Slade heard his parents talk about how the police were cowards and greedy and were not ready to make sacrifices for the people they were supposed to protect. At that point, Slade began to realise he had been lied to in school.
Slade thought again about when he was a kid. He remembered that the police used to stop vehicles at checkpoints. A handshake between the police officers and the drivers mostly followed this. Slade used to think that that was the police being friendly. He found out later that what he thought he knew was far from the truth. He began to call those types of handshakes “moneyshakes.” That was the police collecting bribes from people they were supposed to arrest or caution.
The nature of policing in Nonce was so terrible that even people who had all the necessary documents and had nothing to fear from the police still paid money to them once they asked to avoid any form of trouble that might arise from displeasing them.
Slade was in a vehicle with his parents and brother one afternoon when he saw the police threaten to shoot a driver if he didn’t come out of his car. They pointed their guns at him to show that they meant business. Slade was afraid, and he was shivering. His brother noticed and said, “Get your shit together; we will be all right.”
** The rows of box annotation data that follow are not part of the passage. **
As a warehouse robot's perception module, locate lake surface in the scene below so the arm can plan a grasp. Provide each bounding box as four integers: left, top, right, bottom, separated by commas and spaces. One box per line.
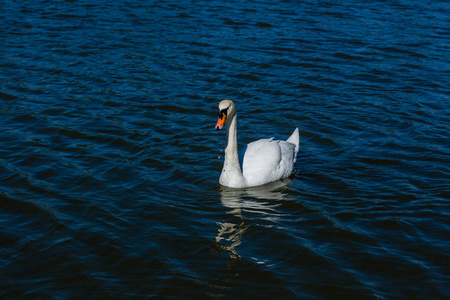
0, 0, 450, 299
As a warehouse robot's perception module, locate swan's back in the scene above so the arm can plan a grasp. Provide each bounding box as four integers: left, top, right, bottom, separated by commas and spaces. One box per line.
239, 129, 299, 186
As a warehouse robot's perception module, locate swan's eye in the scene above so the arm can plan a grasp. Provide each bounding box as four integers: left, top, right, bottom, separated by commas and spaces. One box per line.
219, 108, 228, 119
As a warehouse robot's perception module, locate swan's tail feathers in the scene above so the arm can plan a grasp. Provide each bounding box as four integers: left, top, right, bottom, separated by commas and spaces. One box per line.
287, 127, 300, 157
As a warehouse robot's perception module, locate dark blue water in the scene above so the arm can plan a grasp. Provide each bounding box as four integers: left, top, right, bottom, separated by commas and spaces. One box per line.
0, 0, 450, 299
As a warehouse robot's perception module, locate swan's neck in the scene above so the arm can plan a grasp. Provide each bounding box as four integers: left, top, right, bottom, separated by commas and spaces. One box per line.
219, 115, 245, 187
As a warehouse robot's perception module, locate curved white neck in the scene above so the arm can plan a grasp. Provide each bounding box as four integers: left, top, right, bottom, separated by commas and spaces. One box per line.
219, 114, 245, 187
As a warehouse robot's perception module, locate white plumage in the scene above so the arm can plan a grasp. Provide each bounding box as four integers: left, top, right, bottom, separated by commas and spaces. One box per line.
216, 100, 300, 188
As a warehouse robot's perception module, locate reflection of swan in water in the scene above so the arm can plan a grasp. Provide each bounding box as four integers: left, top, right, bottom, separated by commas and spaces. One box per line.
216, 178, 292, 259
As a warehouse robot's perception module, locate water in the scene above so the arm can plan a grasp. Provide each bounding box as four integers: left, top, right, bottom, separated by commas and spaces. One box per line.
0, 0, 450, 299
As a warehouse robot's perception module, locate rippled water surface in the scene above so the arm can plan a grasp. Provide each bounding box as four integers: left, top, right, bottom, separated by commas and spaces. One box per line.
0, 0, 450, 299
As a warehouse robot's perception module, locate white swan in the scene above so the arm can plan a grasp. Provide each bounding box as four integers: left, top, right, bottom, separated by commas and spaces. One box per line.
216, 100, 300, 188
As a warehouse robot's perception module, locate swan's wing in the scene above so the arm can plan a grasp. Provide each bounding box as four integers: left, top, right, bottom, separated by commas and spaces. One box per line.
239, 139, 296, 185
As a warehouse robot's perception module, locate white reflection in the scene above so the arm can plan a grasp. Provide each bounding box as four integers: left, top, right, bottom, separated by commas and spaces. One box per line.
216, 179, 292, 259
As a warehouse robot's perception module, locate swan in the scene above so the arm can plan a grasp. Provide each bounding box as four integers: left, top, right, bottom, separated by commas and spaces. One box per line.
215, 100, 300, 188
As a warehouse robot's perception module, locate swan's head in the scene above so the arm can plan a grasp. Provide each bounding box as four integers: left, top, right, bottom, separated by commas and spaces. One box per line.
216, 100, 236, 130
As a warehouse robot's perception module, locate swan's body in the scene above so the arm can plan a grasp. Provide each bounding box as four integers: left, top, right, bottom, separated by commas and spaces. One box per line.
216, 100, 300, 188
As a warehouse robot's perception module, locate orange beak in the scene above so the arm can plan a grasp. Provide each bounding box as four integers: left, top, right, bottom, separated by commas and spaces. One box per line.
216, 114, 227, 130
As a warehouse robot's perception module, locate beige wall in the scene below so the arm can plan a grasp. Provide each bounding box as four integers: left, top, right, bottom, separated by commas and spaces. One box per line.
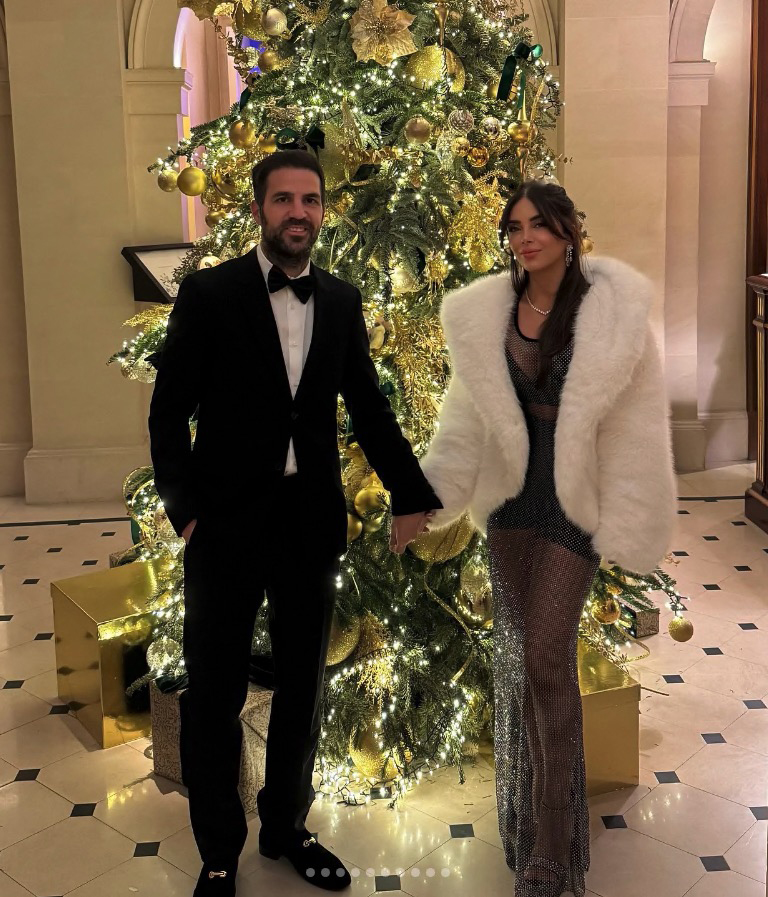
698, 0, 751, 463
560, 0, 669, 336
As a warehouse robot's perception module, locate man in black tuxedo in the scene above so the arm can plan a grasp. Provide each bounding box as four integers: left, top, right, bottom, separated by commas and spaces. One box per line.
149, 150, 442, 897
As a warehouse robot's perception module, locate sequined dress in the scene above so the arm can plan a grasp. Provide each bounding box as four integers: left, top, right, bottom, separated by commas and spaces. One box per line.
488, 301, 600, 897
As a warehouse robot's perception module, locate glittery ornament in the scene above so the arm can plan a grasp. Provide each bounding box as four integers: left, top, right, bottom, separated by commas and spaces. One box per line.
405, 44, 466, 93
451, 137, 472, 156
668, 616, 693, 642
147, 635, 181, 671
349, 0, 416, 65
261, 7, 288, 37
480, 115, 501, 140
408, 516, 475, 564
405, 115, 432, 143
448, 109, 475, 134
467, 146, 490, 168
176, 165, 208, 196
229, 119, 256, 149
325, 613, 362, 667
592, 597, 621, 626
157, 168, 179, 193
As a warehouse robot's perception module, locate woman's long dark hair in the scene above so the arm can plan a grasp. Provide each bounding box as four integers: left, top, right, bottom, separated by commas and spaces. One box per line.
499, 181, 589, 384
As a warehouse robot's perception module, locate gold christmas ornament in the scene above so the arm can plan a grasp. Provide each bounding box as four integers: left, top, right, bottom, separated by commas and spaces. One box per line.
157, 168, 179, 193
390, 265, 420, 296
408, 515, 475, 564
259, 49, 280, 72
147, 635, 181, 671
467, 146, 490, 168
205, 209, 227, 228
455, 564, 493, 629
592, 597, 621, 626
229, 119, 256, 149
405, 44, 466, 93
469, 243, 496, 274
176, 165, 208, 196
667, 616, 693, 642
349, 720, 413, 782
349, 0, 416, 65
451, 137, 472, 156
347, 512, 363, 545
325, 613, 362, 667
261, 7, 288, 37
405, 115, 432, 143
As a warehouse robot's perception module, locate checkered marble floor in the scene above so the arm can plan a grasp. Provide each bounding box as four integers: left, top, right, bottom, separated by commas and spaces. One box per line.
0, 465, 768, 897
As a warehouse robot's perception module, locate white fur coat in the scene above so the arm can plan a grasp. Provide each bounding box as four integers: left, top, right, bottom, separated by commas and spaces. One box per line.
421, 258, 676, 573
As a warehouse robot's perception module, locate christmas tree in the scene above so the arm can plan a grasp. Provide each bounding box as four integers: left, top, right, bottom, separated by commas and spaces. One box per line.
111, 0, 679, 801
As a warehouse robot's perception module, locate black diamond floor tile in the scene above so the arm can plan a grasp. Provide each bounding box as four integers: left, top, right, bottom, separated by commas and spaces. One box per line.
69, 804, 96, 816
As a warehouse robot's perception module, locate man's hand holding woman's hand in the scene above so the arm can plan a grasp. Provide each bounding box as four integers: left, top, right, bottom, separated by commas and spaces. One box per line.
389, 511, 435, 554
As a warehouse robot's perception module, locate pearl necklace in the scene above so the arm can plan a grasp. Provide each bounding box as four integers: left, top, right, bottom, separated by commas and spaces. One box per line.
525, 287, 552, 317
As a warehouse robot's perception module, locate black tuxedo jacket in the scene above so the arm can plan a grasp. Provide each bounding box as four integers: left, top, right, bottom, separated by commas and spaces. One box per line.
149, 249, 442, 554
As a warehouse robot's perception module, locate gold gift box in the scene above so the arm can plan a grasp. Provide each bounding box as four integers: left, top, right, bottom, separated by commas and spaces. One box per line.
480, 641, 640, 797
51, 561, 166, 748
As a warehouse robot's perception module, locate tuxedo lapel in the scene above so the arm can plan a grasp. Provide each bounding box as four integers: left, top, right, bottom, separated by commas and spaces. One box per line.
232, 249, 293, 402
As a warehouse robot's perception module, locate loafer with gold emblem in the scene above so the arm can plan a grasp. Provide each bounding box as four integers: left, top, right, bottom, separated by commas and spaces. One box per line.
192, 863, 237, 897
259, 829, 352, 891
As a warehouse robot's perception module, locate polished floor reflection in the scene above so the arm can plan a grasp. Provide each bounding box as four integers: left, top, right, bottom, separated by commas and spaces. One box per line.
0, 465, 768, 897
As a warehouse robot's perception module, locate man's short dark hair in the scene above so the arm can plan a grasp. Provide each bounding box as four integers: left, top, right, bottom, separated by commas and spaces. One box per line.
251, 149, 325, 208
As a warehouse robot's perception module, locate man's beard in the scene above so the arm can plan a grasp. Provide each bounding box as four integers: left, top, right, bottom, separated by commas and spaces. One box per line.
261, 215, 320, 262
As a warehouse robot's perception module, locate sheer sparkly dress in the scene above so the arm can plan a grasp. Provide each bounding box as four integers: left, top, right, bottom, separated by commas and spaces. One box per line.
488, 290, 600, 897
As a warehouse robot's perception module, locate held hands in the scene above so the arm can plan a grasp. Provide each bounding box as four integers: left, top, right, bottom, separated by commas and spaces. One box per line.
389, 511, 435, 554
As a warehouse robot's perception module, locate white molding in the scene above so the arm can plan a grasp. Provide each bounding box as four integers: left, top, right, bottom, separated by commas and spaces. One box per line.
667, 60, 717, 106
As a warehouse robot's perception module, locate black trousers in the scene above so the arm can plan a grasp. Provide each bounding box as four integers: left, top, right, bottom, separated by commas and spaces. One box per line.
181, 476, 339, 865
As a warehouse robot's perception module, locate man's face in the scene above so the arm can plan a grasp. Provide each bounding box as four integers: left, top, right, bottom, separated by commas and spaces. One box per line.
251, 168, 325, 258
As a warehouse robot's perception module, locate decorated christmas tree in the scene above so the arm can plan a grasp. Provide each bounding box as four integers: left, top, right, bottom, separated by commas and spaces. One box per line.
106, 0, 679, 801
Shit here meant “wit,” and wit meant senses. Proper thinking results in organisation. But it was pretty hard even for some adults to think appropriately when someone might be killed before them.
Slade’s mother had repeatedly told both Slade and his brother to stop using vulgar words. This time, she only looked back and gave him a nasty look.
The driver, being threatened by the police, later heeded their request. He was hit on the head with the bottom of a gun, and while being dragged away from his vehicle, he screamed: “I have every document I am supposed to have as a driver, and I have no money to pay you crooks!”
According to Slade’s dictionary, a crook is a person who steals, lies, cheats, or does other dishonest or illegal things; a criminal…
The dictionary definition of a crook applied perfectly to the police in Nonce.
Slade came to the same conclusion about the police.